Over a million women and girls have been stripped of critical humanitarian support since the start of 2025, according to UN Women.

Harrison Lockwood, Lead Columnist on Systemic Justice & Climate Action·updated July 11, 2026

Aid cuts leave at least one million women and girls without vital support

The arithmetic of austerity

UN Women's assessment is specific: aid cuts since January 2025 have left more than one million women and girls without access to the humanitarian services they depended on. That number tracks only what the agency can document through its networks. The real figure — the women and girls never reached by any program, never counted on any registry — is almost certainly larger. When aid budgets contract, the first services to disappear are invariably those serving people who generate no political friction: women in conflict zones, girls in displacement camps, survivors of gender-based violence in communities where reporting itself is dangerous. This isn't collateral damage. It's the predictable, structural outcome of a system that treats humanitarian funding as discretionary rather than obligatory.

What disappears when budgets shrink

Every dollar cut from aid doesn't vanish abstractly — it closes a clinic door, defunds a crisis counselor, eliminates a safe house bed. UN Women's reporting makes clear that the reductions are accelerating gender-based violence and deepening service gaps simultaneously. These two outcomes feed each other: fewer services mean fewer safe pathways for survivors, which means more unreported violence, which makes the crisis easier for donors to ignore. The feedback loop is vicious and self-reinforcing.

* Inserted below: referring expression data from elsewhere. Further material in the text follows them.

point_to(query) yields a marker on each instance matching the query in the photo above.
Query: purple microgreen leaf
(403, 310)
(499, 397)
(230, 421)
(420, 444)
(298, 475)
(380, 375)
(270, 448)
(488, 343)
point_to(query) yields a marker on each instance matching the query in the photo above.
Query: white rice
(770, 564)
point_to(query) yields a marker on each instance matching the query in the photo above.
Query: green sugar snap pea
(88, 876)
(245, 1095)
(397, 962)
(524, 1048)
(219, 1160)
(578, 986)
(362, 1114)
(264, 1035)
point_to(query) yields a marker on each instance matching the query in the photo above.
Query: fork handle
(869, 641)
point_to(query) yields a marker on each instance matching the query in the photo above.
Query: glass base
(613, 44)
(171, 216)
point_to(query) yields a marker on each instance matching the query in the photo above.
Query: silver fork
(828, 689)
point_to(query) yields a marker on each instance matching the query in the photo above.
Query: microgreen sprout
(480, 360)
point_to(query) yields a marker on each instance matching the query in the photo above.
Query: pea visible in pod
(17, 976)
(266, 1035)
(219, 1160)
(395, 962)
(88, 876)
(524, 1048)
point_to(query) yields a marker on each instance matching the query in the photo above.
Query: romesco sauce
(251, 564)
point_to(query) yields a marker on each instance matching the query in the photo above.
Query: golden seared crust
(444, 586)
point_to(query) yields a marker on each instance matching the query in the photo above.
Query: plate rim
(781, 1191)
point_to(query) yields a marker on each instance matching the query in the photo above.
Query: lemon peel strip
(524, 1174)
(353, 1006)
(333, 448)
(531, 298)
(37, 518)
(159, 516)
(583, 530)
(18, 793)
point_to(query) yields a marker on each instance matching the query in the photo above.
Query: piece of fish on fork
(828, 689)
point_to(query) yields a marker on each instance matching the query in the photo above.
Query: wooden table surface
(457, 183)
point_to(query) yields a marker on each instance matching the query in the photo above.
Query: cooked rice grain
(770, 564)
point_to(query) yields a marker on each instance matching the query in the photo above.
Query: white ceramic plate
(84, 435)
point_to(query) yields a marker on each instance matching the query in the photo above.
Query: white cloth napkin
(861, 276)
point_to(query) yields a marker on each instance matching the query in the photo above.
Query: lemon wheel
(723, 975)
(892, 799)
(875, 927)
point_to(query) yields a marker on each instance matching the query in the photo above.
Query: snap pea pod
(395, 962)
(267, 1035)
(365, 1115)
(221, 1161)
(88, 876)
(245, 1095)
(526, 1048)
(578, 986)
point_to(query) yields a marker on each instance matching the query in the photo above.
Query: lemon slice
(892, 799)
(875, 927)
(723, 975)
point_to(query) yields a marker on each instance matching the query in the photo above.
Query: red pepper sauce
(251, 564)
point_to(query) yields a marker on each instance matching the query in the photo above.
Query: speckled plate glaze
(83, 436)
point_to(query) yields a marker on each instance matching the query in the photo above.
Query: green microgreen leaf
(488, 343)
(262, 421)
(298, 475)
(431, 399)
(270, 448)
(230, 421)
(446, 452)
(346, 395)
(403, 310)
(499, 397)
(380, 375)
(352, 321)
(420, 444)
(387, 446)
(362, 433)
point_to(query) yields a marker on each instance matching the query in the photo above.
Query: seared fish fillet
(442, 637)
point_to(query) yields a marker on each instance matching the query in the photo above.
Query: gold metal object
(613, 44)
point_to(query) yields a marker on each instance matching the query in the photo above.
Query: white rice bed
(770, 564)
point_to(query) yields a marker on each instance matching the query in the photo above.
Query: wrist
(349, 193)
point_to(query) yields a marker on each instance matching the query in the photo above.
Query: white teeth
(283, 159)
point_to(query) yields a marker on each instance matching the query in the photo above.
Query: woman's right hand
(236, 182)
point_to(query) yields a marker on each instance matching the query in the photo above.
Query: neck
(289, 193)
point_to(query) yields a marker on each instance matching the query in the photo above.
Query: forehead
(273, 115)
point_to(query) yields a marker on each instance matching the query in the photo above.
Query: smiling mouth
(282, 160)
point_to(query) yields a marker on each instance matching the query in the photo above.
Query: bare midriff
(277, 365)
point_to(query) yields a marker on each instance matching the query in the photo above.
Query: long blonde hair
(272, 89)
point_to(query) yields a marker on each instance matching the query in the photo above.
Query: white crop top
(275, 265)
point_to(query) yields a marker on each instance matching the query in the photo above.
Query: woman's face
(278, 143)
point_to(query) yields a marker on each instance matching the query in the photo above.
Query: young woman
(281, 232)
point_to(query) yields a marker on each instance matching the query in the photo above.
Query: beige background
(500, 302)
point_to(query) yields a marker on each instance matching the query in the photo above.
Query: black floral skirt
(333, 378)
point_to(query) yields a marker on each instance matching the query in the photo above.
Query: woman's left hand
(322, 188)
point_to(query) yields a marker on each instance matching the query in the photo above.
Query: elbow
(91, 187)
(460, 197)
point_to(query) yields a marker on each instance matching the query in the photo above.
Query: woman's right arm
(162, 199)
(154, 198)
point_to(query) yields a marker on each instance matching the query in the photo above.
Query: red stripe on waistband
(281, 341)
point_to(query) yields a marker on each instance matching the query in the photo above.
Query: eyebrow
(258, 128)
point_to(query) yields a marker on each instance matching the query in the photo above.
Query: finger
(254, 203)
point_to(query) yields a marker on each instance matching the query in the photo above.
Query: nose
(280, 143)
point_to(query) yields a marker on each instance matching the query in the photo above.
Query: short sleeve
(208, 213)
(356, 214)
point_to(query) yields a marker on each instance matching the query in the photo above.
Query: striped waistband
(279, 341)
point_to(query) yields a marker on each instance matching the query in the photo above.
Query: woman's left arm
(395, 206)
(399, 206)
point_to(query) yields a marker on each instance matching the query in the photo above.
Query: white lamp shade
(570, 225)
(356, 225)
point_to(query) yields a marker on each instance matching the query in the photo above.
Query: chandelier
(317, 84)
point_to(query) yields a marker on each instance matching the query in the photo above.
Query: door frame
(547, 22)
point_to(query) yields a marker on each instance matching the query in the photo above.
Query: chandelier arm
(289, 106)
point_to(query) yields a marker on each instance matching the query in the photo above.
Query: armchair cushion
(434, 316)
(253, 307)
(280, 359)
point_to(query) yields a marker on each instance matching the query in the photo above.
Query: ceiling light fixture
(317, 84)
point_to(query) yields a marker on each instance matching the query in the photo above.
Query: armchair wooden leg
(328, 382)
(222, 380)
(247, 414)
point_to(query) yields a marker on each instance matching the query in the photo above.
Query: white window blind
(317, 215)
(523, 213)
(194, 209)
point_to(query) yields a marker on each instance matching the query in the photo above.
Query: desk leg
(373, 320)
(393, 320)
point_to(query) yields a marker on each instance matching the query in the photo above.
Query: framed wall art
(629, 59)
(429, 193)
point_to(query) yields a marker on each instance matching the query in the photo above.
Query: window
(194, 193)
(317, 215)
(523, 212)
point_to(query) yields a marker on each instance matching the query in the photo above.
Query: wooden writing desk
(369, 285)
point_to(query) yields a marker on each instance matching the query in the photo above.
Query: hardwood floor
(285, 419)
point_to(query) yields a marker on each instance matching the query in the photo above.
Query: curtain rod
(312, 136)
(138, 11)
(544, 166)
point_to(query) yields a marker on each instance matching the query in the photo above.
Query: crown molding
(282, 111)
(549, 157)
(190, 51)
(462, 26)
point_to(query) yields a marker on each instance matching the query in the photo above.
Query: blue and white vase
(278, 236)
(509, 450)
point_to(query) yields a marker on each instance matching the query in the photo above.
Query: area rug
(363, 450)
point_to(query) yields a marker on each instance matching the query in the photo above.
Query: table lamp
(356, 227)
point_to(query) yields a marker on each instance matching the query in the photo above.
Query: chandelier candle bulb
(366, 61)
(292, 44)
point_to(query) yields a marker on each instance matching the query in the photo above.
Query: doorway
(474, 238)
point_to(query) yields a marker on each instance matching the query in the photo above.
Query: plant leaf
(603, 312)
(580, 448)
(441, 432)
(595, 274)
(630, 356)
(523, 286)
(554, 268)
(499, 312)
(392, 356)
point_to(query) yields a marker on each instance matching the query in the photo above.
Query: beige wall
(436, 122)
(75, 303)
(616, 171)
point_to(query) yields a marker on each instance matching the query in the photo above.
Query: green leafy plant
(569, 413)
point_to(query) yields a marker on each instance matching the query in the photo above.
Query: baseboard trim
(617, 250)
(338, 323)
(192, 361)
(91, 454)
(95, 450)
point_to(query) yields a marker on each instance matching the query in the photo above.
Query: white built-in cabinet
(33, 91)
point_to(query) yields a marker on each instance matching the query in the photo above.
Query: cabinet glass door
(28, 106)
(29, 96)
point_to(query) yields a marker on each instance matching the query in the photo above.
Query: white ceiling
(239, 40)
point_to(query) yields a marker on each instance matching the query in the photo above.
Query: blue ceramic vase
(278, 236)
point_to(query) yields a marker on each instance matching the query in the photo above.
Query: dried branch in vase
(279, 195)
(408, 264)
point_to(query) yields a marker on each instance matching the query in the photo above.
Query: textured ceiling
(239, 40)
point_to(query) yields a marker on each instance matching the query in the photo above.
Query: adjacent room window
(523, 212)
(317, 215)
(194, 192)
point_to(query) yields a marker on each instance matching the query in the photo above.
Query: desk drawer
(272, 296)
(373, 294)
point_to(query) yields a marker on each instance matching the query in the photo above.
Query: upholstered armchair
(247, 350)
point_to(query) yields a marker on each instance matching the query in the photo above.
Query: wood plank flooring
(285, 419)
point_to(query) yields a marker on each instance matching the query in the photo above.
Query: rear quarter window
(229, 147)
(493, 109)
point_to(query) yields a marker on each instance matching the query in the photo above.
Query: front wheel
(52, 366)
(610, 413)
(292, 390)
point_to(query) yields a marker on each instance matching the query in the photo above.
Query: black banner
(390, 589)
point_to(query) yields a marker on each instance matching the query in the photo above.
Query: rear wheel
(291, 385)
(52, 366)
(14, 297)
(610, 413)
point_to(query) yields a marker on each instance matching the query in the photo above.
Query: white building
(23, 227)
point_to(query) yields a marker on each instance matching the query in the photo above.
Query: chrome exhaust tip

What compounds the harm is the near-total absence of sustained public attention. The infrastructure that should translate these facts into political pressure is itself under siege. Public libraries and community information hubs — one of the few remaining spaces where people without digital subscriptions or institutional access can encounter independent reporting — face their own funding crises. When austerity hollows out both the services and the mechanisms meant to hold power accountable for cutting them, the people bearing the cost become invisible twice over.

What to watch

The one million figure is a floor, not a ceiling. Track which donor governments are quietly scaling back commitments — not with press releases but with disbursement data. Watch how UN agencies frame these gaps: whether they name the governments responsible or retreat into euphemism about "funding challenges." And pay attention to local organizations filling the void, the grassroots networks absorbing the shock when international funding evaporates. They are doing the work with almost nothing, and they will not survive another round of cuts without structural change in how the global North finances its stated commitments. The women and girls already cut off from support can't wait for donor priorities to realign on their own. They never have.